Blockade to weigh on Almarai's Q3 revenues


(MENAFN- The Peninsula) By Satish Kanady / The Peninsula

The Saudi Arabia-led blockade against Qatar is ‘taking its toll' on the Riyadh-based Almarai. The Middle East's leading food and beverage manufacturer's revenue is projected to take a beating in the third quarter (Q3, 2017).

The Bahrain-headquartered investment bank SICO noted in its third quarter preview of GCC equities that 'Almarai will face weakness from lower sales year-on-year as a result of Qatar blockade.

Dairy business is the traditional core of Almarai. It's extensive product range includes fresh milk, laban, flavoured milk, milkshakes, UHT, evaporated milk, cream, yoghurts, desserts, natural and processed cheeses, butter and ghee.

Shortly after the blockade, customers in Qatar voluntarily stopped buying Almarai'sr products. During the initial days of blockade, in Doha supermarkets, Almarai products were seen in piles labelled with discount signs.

The dairy producer relies on its Gulf neighbours for more than a quarter of its revenue, though its market share in Qatar is not available on public domain.

SICO's Q3 preview forecast GCC banks are expected to report a healthy set of results in 3Q17. Qatari banks are likely to benefit from lower provisioning charges on a high base in 3Q16, and are likely to report healthy lending book growth supported by infusion of public sector deposits.

According to SICO analysts aggregate 3Q17 earnings of GCC listed companies are expected to increase 4 percent year-on-year and 8 percent quarter-on-quarter led by banks and industrials.
On an aggregate level, SICO forecasts, petrochemicals earnings are likely to decline by 6 percent as feedback prices outpaced the strength in product prices. Average petrochemical product prices for a basket of major products gained 14 percent YoY and 6 percent QoQ during the quarter while feedstock price increased higher .

On the GCC real estate sector, SICO forecast that the growth in property development segment revenues is expected to support YoY core earnings growth for Emaar and even Aldar. SICO analysts expects a sequential uptick in hospitality revenues.

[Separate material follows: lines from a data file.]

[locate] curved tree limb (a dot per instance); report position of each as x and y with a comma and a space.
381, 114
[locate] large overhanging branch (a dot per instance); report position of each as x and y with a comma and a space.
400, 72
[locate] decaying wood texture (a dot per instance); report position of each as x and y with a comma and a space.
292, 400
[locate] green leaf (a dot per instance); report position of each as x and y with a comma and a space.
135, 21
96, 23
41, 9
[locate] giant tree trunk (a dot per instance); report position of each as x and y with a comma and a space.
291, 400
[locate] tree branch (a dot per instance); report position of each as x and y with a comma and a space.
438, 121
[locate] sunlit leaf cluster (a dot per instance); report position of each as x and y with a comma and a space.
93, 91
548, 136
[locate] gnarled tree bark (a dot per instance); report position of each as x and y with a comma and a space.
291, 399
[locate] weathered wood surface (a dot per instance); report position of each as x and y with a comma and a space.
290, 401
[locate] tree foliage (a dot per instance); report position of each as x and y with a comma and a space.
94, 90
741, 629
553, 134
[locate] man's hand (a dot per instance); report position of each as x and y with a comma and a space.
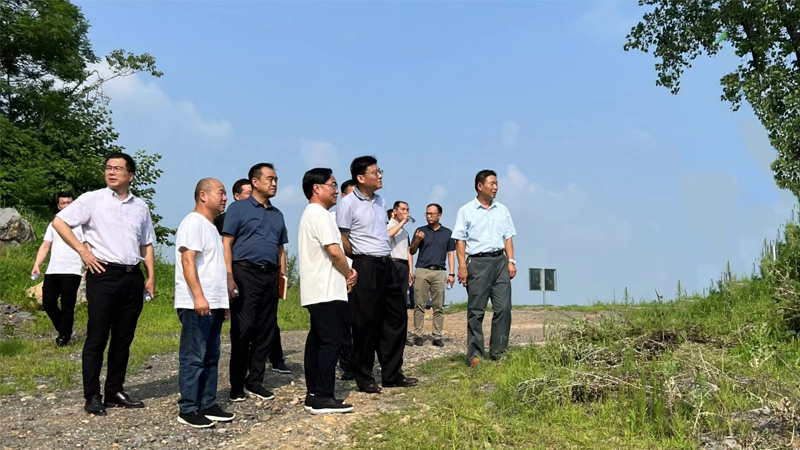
201, 306
462, 275
93, 264
233, 290
150, 286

In the building and industrials sector, the cement segment is expected to remain weak with 45 percent year-on-year decline in earnings on average. Ceramics, driven by dollar weakness, and steel companies, driven by steel price growth are likely to fare better YoY over a depressed base. Within industrials, Ma'aden should report strong YoY growth led by strength in aluminium prices and cost controls, but the growth is priced in. Saudi Electricity should see seasonal strength.

In the telecom sector, SICO expects Ooredoo to deliver better year-on-year due to forex impact in 3Q16. Saudi telcos will face year-on-year weakness.